The end two stanzas are my favourite part. I love how you deviated from the style to give it your own touch and there your voice really shines through. The rest is a little awkward in places but those last two stanzas are beautiful.
Overall
Okay so I really liked this! Tell your teacher from me it's an awesome idea for an exercise and I think there's a lot you can take away from this. You were a little cautious in the sense that you didn't throw in enough of what is you alone, what would be hard for others to follow but hold a special meaning for yourself. But you did good. You chose some interesting images, there was a lot of fun and it was good. Next time I'd suggest trying out a few more poetic techniques like plosives or alliteration. Just to tie the poem together a bit more and add to the atmospheres and stuff. But in general, very nicely done.

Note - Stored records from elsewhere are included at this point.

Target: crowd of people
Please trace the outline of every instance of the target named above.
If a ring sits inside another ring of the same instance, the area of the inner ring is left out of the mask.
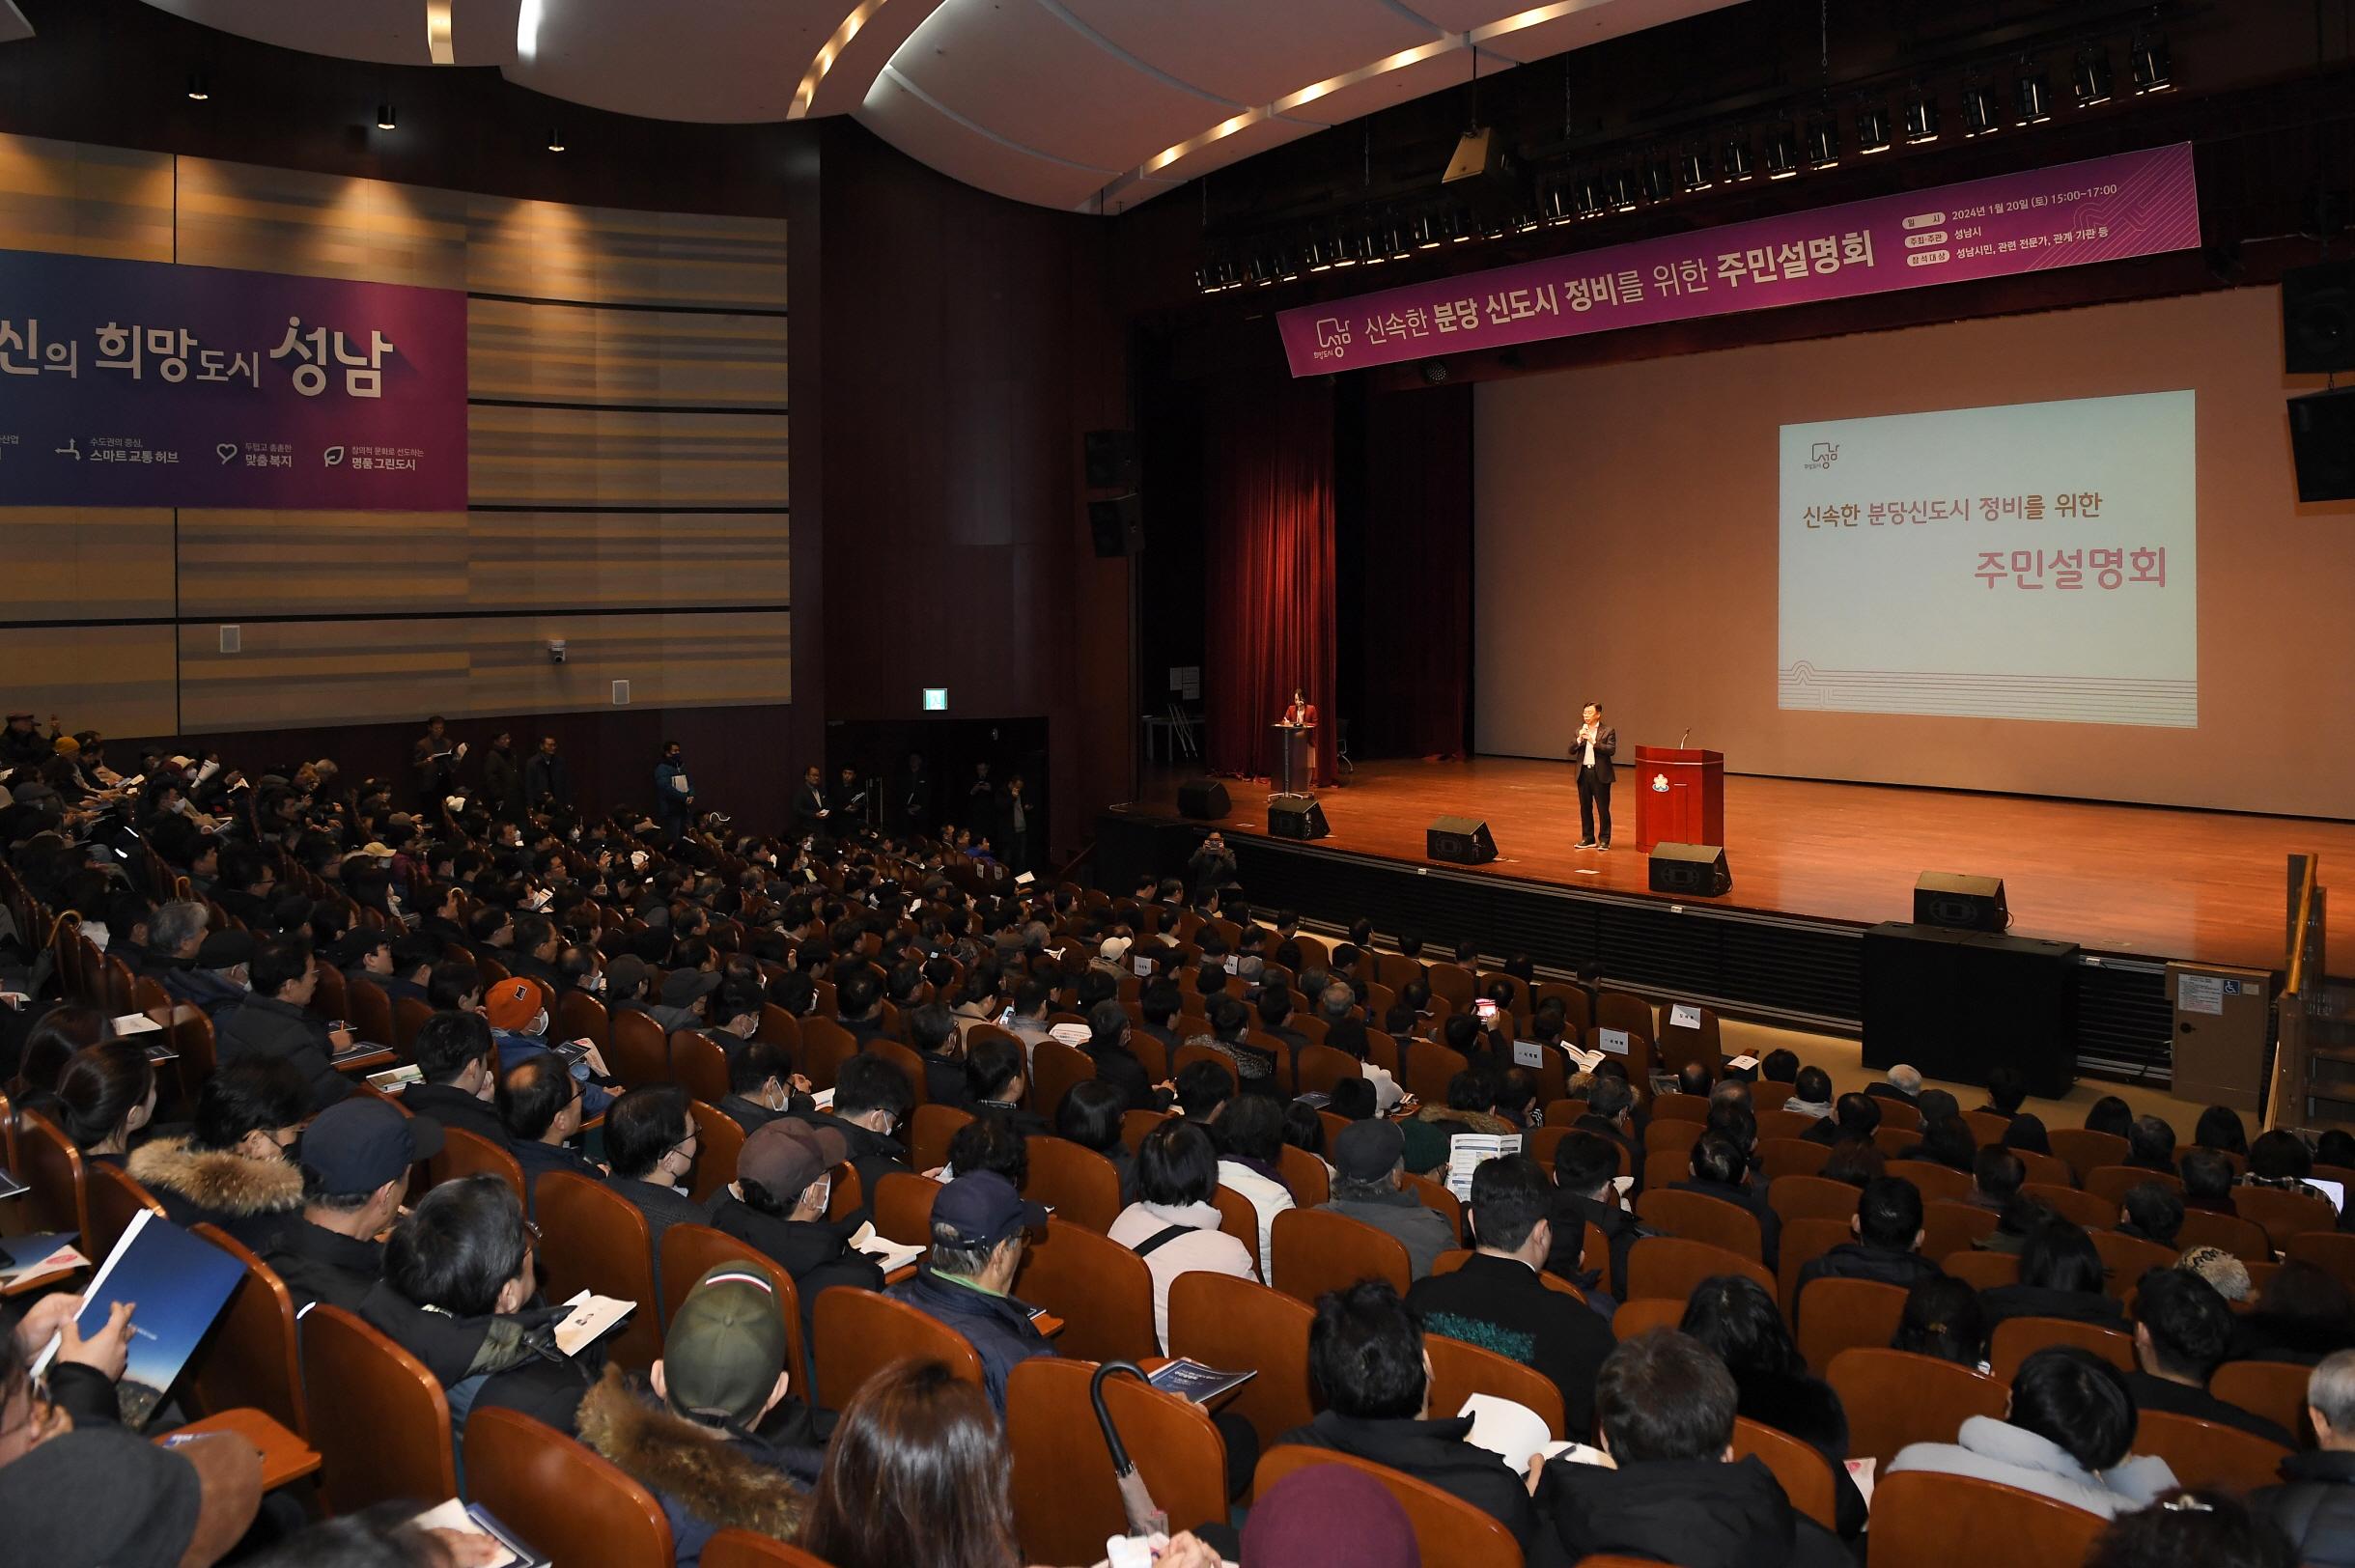
[[[16,715],[0,735],[12,928],[0,932],[0,989],[22,996],[0,1015],[0,1080],[14,1106],[53,1123],[85,1163],[124,1171],[173,1223],[210,1223],[244,1244],[298,1308],[356,1313],[406,1350],[442,1386],[454,1441],[477,1408],[572,1434],[659,1500],[683,1565],[718,1531],[750,1529],[837,1568],[1013,1568],[1023,1557],[1007,1384],[1024,1360],[1057,1354],[1017,1294],[1046,1220],[1024,1191],[1028,1145],[1059,1137],[1113,1167],[1121,1206],[1108,1235],[1144,1262],[1164,1350],[1184,1275],[1272,1280],[1277,1218],[1300,1201],[1285,1161],[1305,1155],[1322,1166],[1325,1207],[1399,1244],[1409,1286],[1366,1279],[1314,1303],[1319,1409],[1271,1445],[1428,1482],[1496,1519],[1532,1564],[1861,1559],[1869,1509],[1844,1464],[1846,1414],[1771,1293],[1728,1273],[1692,1291],[1675,1328],[1614,1336],[1634,1251],[1655,1234],[1636,1203],[1663,1086],[1609,1057],[1565,1072],[1584,1109],[1549,1162],[1506,1152],[1478,1163],[1461,1235],[1426,1200],[1416,1178],[1444,1172],[1457,1137],[1545,1124],[1529,1050],[1546,1060],[1573,1031],[1562,1001],[1532,1005],[1526,962],[1494,978],[1493,1011],[1449,1009],[1422,980],[1378,992],[1370,926],[1328,945],[1288,911],[1254,909],[1215,835],[1182,877],[1089,897],[978,877],[954,844],[863,819],[852,827],[832,805],[812,816],[797,803],[807,830],[792,837],[734,831],[700,807],[675,753],[643,807],[602,816],[573,801],[550,744],[519,766],[494,742],[479,791],[456,787],[463,760],[436,725],[407,779],[350,780],[325,761],[248,773],[198,751],[151,751],[124,775],[95,734],[44,734]],[[827,798],[815,779],[805,788]],[[35,910],[160,988],[159,1022],[209,1021],[214,1070],[201,1081],[159,1076],[108,1009],[69,994],[53,933],[21,923]],[[1422,963],[1413,938],[1388,946]],[[347,990],[373,986],[430,1010],[408,1050],[415,1081],[397,1103],[338,1066],[354,1031],[319,1010],[329,968]],[[719,1048],[729,1092],[716,1108],[744,1139],[705,1201],[688,1190],[702,1134],[686,1089],[626,1084],[594,1043],[556,1038],[575,993]],[[823,1018],[856,1043],[828,1092],[763,1029],[771,1009]],[[1378,1037],[1410,1052],[1444,1046],[1464,1066],[1440,1103],[1418,1104],[1405,1069],[1376,1059]],[[881,1041],[914,1052],[927,1103],[971,1114],[936,1168],[918,1168],[914,1086],[868,1049]],[[1049,1041],[1093,1074],[1053,1104],[1031,1092]],[[1348,1053],[1357,1075],[1329,1094],[1290,1095],[1281,1085],[1311,1044]],[[1181,1054],[1173,1073],[1147,1065]],[[1885,1474],[1997,1480],[2113,1520],[2096,1554],[2104,1568],[2355,1562],[2346,1287],[2290,1261],[2252,1301],[2239,1259],[2176,1246],[2187,1208],[2229,1214],[2250,1186],[2301,1186],[2317,1161],[2355,1163],[2355,1140],[2251,1139],[2219,1107],[2179,1149],[2159,1118],[2096,1105],[2087,1125],[2122,1136],[2129,1163],[2174,1178],[2129,1191],[2115,1222],[2180,1254],[2141,1278],[2129,1313],[2089,1232],[2025,1190],[2023,1155],[2049,1154],[2049,1134],[2002,1074],[1977,1113],[2006,1131],[1982,1142],[1955,1097],[1909,1069],[1836,1094],[1828,1072],[1787,1050],[1739,1071],[1687,1064],[1677,1089],[1705,1100],[1706,1123],[1668,1185],[1753,1217],[1768,1269],[1779,1225],[1759,1150],[1765,1085],[1774,1108],[1811,1122],[1823,1173],[1858,1190],[1853,1240],[1808,1263],[1803,1295],[1827,1277],[1901,1286],[1895,1348],[1973,1367],[2009,1318],[2131,1334],[2135,1371],[2075,1348],[2037,1350],[2012,1374],[2002,1418],[1913,1444]],[[1976,1245],[2016,1252],[2016,1284],[1975,1290],[1922,1255],[1923,1192],[1889,1172],[1874,1135],[1892,1102],[1921,1122],[1900,1160],[1969,1177],[1969,1201],[1996,1217]],[[1137,1111],[1163,1119],[1132,1145],[1124,1118]],[[454,1132],[512,1155],[522,1190],[495,1175],[413,1187]],[[863,1194],[847,1212],[834,1201],[845,1170]],[[821,1291],[882,1292],[960,1335],[982,1381],[905,1361],[824,1408],[788,1371],[769,1276],[728,1265],[671,1303],[645,1376],[604,1364],[596,1346],[567,1355],[555,1332],[566,1309],[545,1299],[536,1256],[534,1194],[550,1171],[626,1201],[658,1259],[670,1227],[698,1224],[771,1260],[795,1281],[804,1340]],[[941,1185],[929,1247],[893,1279],[854,1237],[898,1173]],[[1248,1206],[1248,1240],[1222,1221],[1222,1193]],[[181,1413],[167,1404],[146,1433],[119,1414],[109,1385],[136,1305],[85,1336],[71,1291],[15,1302],[0,1324],[15,1351],[0,1358],[0,1517],[26,1560],[479,1560],[476,1540],[416,1526],[415,1508],[314,1524],[298,1496],[264,1495],[234,1444],[145,1441]],[[1469,1417],[1432,1408],[1434,1336],[1533,1368],[1587,1446],[1523,1471],[1470,1441]],[[35,1377],[53,1338],[61,1348]],[[2253,1358],[2312,1368],[2311,1442],[2210,1391],[2220,1366]],[[313,1399],[332,1408],[331,1390]],[[2245,1498],[2186,1491],[2163,1460],[2137,1453],[2145,1411],[2279,1442],[2289,1451],[2279,1484]],[[1824,1456],[1834,1520],[1795,1509],[1758,1460],[1736,1461],[1737,1417]],[[1365,1472],[1312,1466],[1253,1496],[1260,1437],[1217,1419],[1238,1515],[1171,1521],[1190,1528],[1159,1544],[1159,1561],[1444,1560],[1418,1549],[1398,1502]]]

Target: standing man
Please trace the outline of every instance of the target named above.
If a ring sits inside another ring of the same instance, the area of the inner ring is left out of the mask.
[[[900,826],[917,838],[932,827],[932,775],[919,751],[908,753],[908,772],[900,781]]]
[[[449,725],[439,714],[425,721],[425,733],[409,748],[409,766],[416,770],[417,795],[429,813],[439,816],[441,798],[458,782],[458,765],[465,757],[465,742],[450,743]]]
[[[506,730],[491,738],[491,749],[483,754],[483,794],[491,814],[501,822],[523,820],[523,770],[516,761],[515,737]]]
[[[867,787],[859,782],[858,770],[844,763],[834,775],[834,798],[829,802],[834,815],[843,819],[838,830],[849,832],[867,815]]]
[[[694,819],[695,790],[687,782],[686,755],[676,741],[662,742],[662,760],[655,764],[655,820],[673,838],[687,831]]]
[[[556,738],[552,735],[540,737],[540,749],[524,761],[523,799],[535,807],[547,800],[560,806],[573,803],[573,770],[556,755]]]
[[[1017,873],[1030,869],[1030,802],[1023,797],[1023,775],[1014,774],[1006,780],[1006,797],[999,808],[1006,825],[1006,836],[999,845],[998,858]]]
[[[1570,760],[1578,765],[1578,847],[1611,848],[1612,754],[1619,749],[1619,732],[1603,722],[1603,705],[1586,705],[1578,738],[1570,742]],[[1603,836],[1595,837],[1595,818],[1603,819]]]
[[[793,792],[793,836],[816,837],[827,831],[827,819],[832,816],[826,803],[825,775],[813,762],[801,770],[801,783]]]

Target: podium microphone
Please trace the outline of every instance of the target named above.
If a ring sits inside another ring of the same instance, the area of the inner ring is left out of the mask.
[[[1679,750],[1679,751],[1682,751],[1682,750],[1685,748],[1685,742],[1686,742],[1687,741],[1692,740],[1692,739],[1693,739],[1693,726],[1692,726],[1692,725],[1690,725],[1690,724],[1687,724],[1687,725],[1685,726],[1685,733],[1684,733],[1684,734],[1682,734],[1682,735],[1680,735],[1680,736],[1678,736],[1678,737],[1676,738],[1676,749],[1677,749],[1677,750]]]

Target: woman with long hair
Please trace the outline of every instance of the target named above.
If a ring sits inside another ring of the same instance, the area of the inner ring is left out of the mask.
[[[801,1549],[834,1568],[1021,1568],[989,1396],[942,1361],[867,1380],[827,1445]]]
[[[155,1114],[155,1068],[127,1040],[101,1040],[66,1059],[52,1113],[85,1162],[120,1166],[131,1134]]]
[[[1743,1274],[1702,1280],[1685,1301],[1678,1326],[1717,1353],[1733,1374],[1738,1414],[1788,1433],[1824,1456],[1836,1483],[1839,1533],[1864,1529],[1864,1495],[1849,1478],[1848,1413],[1839,1395],[1808,1364],[1764,1286]]]

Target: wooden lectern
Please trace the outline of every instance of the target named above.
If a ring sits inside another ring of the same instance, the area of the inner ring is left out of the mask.
[[[1624,776],[1624,775],[1622,775]],[[1636,852],[1725,842],[1725,754],[1636,747]]]
[[[1308,747],[1316,739],[1314,724],[1286,724],[1276,731],[1276,768],[1271,780],[1278,795],[1298,795],[1308,788]]]

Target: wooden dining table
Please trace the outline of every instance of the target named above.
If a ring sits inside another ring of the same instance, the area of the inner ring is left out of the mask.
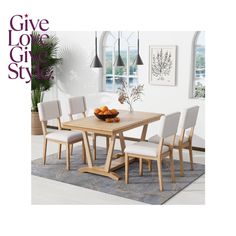
[[[119,180],[120,176],[116,172],[114,172],[114,170],[123,167],[125,163],[125,138],[123,133],[125,131],[142,126],[143,128],[141,132],[140,141],[144,141],[146,138],[148,124],[151,122],[158,121],[162,115],[163,114],[159,113],[141,111],[129,112],[119,110],[120,122],[117,123],[106,123],[103,120],[99,120],[95,116],[88,116],[85,118],[64,122],[62,126],[63,128],[71,130],[79,130],[83,134],[83,141],[88,166],[80,168],[80,172],[93,173],[96,175],[109,177],[113,180]],[[88,139],[89,133],[107,135],[110,137],[106,161],[105,164],[102,166],[96,166],[93,163]],[[113,158],[114,145],[117,137],[120,140],[121,153],[119,155],[116,155],[116,158]]]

Send me a pm if you have questions and such!
Heather xxx
Well I thoroughly enjoyed this poem. My only advice is shortening the lines so it flows smoother. It was rather difficult with its flow but other than that this was nicely done. Here's an example of shortening lines:
As you can see I split the first line at the comma so it is shorter and doesn't mess with the flow. If you shorten them it would make reading and the beauty more interesting, in my opinion. Either way I really loved this and hope this helps you or at least gives you support for this is truly well done idea and the emotions. With good luck I shall bid you farewell.
Soulkana<3
Ok this is really nice, wooow, truly amazing...nuff said... wink wink!!!